Başbakanlık çalışma ofisinin Beşiktaş’a gelmesiyle, ofisin hemen yanındaki Beşiktaş İskelesi yanındaki çay bahçesi ve otobüs durağı kaldırılmış, bu bölge ve Barbaros Meydanı Atatürk Kültür Merkezi’ne benzer bir şekilde polislerin beklediği bir karakol haline gelmiştir. Hayatlarımızınve yaşam alanlarımızın her yerine saldırı vardır.
Her Yere Otopark!
Afet Kullanım Alanı olarak belirlenen Mısırlıbahçe Parkı tehdit altında!
İBB’nin 2014’te hazırladığı Beşiktaş İlçesi Hizmet ve Yatırımlar dosyasında Beşiktaş için 30 yeni otopark daha yapmayı planladıkları açıklandı. Bu otoparklar büyük oranda gündüz nüfusuna hizmet etmesi için planlanmakta ve bu da araç yoğunluğunun artması anlamına gelmektedir.
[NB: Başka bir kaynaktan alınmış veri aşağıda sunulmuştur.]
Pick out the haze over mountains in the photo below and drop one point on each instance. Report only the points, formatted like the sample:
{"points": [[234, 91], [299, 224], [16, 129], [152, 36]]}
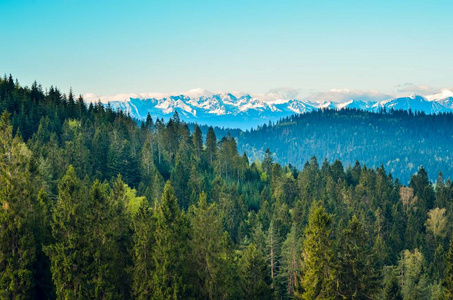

Açıklanan listedeki otoparkların bir çoğunun yeraltı otoparkı olması dikkatleri çekiyor. Geçmişte Abbasağa Parkı’nın da otopark yapılması yani yapılaşma tehtidi gündeme gelmiş, fakat Beşiktaş Halkı’nın direnişiyle engellenmişti. Mısırlıbahçe Zeminaltı Katlı Otopark projesi de yeni listede yer alıyor.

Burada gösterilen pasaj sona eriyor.